I'm a little embarrassed to say that I didn't think of putting up the output file. I'll put it out tomorrow after work.

HMW · 09-17-2015, 03:53 AM

I'm sure the awk ninjas will come along shortly and do their thing. But you could also use a loop to read the file.
Something like this:

Code:

#!/bin/bash

while read line; do
    if [[ $(echo $line | grep '^Fm') ]]; then
        echo $line | awk '{ print $2 " " $3 }'
    fi  
done < Mark_S.txt

exit 0

From your infile (here known as 'Mark_S.txt'), I get this result (extracting only the lines beginning with 'Fm' and then printing first and, if there is one, last names):

Code:

$ ./read_Mark_S.sh 
System 
System 
System 
System 
Phil Adams
David Munier

You can of course expand this in any number of ways.

Best regards,
HMW

danielbmartin · 09-17-2015, 07:22 AM

With the InFile as given in Post #1, this code ...

Code:

grep "^Sb\|^Fm" $InFile      \
|tr -cd '\11\12\15\40-\176'  \
|paste -sd" \n"              \
>$OutFile

... produced this OutFile ...

Code:

Sb: Announcement Fm: System
Sb: Announcement Fm: System
Sb: Announcement Fm: System
Sb: Announcement Fm: System
Sb: #Lois n Clark show's dumb Fm: Phil Adams 72470,1156
Sb: #658561-#Lois n Clark show's dumb Fm: David Munier 73160,1670

Explanation:
grep "^Sb\|^Fm" $InFile reads InFile, keeps lines starting with Sb or Fm.
tr -cd '\11\12\15\40-\176' gets rid of "garbage" characters.
paste -sd" \n" combines matching Sb and Fm lines.
>$OutFile writes OutFile.

Daniel B. Martin

grail · 09-17-2015, 07:32 AM

Please place code or data in [code][/code] tags to maintain formatting.

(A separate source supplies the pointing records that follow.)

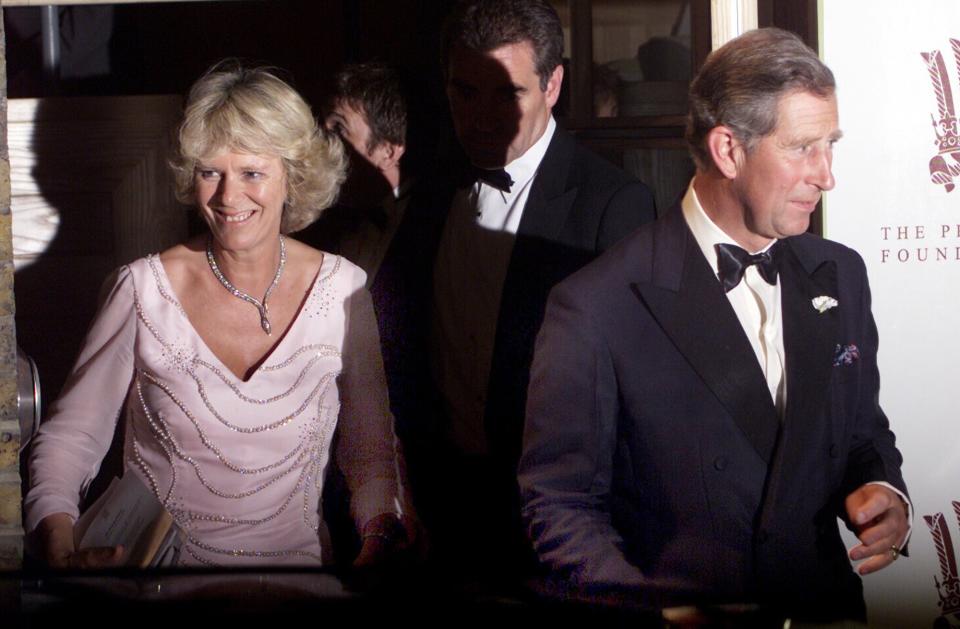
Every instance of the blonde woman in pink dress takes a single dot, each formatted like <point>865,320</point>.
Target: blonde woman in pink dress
<point>242,363</point>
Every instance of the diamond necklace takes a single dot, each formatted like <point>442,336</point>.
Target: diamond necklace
<point>261,305</point>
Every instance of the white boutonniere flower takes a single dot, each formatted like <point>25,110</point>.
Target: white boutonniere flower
<point>823,303</point>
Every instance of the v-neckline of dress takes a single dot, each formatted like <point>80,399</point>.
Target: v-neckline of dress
<point>167,292</point>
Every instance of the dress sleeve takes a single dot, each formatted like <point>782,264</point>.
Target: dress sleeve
<point>72,441</point>
<point>367,449</point>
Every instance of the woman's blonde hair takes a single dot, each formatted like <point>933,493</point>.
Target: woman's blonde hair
<point>250,110</point>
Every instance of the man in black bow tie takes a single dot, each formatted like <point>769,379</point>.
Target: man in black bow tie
<point>534,207</point>
<point>703,401</point>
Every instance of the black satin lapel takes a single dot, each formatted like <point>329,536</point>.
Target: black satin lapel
<point>809,337</point>
<point>544,217</point>
<point>701,323</point>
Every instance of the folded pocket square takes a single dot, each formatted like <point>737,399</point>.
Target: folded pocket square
<point>845,355</point>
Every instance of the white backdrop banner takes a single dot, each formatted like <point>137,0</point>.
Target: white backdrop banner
<point>897,202</point>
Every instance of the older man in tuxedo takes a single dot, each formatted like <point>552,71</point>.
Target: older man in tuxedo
<point>703,401</point>
<point>471,269</point>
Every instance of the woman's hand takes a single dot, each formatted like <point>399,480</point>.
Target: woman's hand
<point>55,534</point>
<point>387,535</point>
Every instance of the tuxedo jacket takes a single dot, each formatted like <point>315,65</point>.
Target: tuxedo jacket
<point>578,206</point>
<point>653,452</point>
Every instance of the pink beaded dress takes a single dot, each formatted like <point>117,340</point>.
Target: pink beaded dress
<point>239,464</point>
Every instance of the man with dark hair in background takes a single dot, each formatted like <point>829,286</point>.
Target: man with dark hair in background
<point>368,110</point>
<point>526,208</point>
<point>704,397</point>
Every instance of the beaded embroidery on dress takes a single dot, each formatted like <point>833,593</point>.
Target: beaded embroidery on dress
<point>240,465</point>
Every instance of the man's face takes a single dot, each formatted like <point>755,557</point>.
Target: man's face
<point>367,183</point>
<point>499,110</point>
<point>779,182</point>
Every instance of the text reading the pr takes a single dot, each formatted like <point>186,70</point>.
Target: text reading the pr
<point>901,244</point>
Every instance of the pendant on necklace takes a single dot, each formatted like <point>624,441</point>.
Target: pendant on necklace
<point>260,305</point>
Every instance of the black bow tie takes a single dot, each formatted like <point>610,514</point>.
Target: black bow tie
<point>494,177</point>
<point>732,263</point>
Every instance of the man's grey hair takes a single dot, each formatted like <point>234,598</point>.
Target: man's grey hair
<point>741,84</point>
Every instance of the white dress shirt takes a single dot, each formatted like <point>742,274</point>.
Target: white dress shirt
<point>755,302</point>
<point>470,270</point>
<point>757,306</point>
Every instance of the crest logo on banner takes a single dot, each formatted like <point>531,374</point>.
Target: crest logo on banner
<point>945,165</point>
<point>948,585</point>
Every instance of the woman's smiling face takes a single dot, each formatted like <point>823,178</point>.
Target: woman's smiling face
<point>241,197</point>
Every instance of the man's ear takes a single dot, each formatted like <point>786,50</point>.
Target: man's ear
<point>388,155</point>
<point>552,93</point>
<point>726,151</point>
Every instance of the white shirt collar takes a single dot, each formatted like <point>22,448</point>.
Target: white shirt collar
<point>705,231</point>
<point>522,169</point>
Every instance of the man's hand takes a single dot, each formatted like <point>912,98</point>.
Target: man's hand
<point>386,535</point>
<point>56,540</point>
<point>879,519</point>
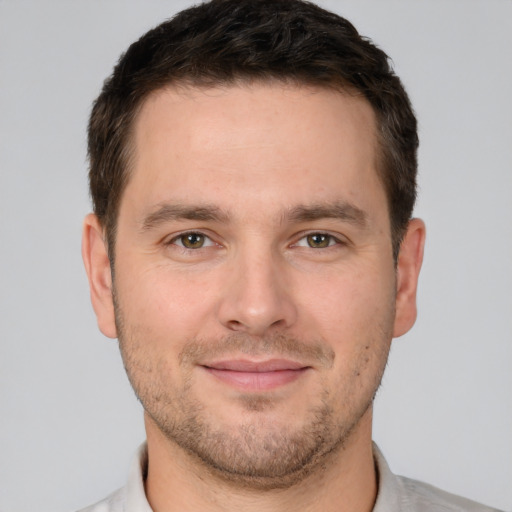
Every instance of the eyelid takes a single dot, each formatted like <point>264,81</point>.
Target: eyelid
<point>209,242</point>
<point>338,239</point>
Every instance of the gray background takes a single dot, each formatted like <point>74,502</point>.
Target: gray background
<point>68,420</point>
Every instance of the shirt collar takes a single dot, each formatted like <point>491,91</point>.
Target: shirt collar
<point>388,494</point>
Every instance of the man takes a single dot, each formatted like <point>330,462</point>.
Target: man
<point>253,174</point>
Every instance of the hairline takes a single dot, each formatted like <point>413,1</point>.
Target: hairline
<point>128,155</point>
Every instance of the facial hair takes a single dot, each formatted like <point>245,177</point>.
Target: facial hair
<point>256,452</point>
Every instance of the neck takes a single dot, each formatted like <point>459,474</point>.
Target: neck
<point>344,482</point>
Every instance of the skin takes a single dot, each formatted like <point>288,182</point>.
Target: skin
<point>256,350</point>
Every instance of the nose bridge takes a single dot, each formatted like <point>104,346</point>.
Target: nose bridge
<point>256,297</point>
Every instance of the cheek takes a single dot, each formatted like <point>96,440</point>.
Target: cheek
<point>166,304</point>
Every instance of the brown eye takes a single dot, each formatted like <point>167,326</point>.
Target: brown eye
<point>192,240</point>
<point>318,240</point>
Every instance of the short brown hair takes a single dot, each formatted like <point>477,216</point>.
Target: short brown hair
<point>223,42</point>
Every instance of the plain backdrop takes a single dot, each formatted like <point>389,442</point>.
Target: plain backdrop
<point>69,422</point>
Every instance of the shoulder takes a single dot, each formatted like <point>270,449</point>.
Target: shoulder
<point>115,502</point>
<point>424,498</point>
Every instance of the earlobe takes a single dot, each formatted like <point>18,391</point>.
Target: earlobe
<point>97,266</point>
<point>408,269</point>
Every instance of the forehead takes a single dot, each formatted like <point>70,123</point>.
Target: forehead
<point>298,144</point>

As you didn't really explain how you wanted to use cut, my initial feedback would be to simply use grep based on your last input:

Code:

grep -E '^\s*(Fm|Sb):' file

This will return the required lines, but not necessarily the data you wanted specifically.

NevemTeve · 09-17-2015, 09:25 AM

(If your files are older than five years, you can use -d option of cut(1))

Mark_S · 09-17-2015, 10:51 AM

This explains a lot, I was trying to do this with only one line.
cut -f1-4 -d:COMICS1.MSG > comic_test1

I'll try your suggestions tonight and let you know how it comes out. Thanks all.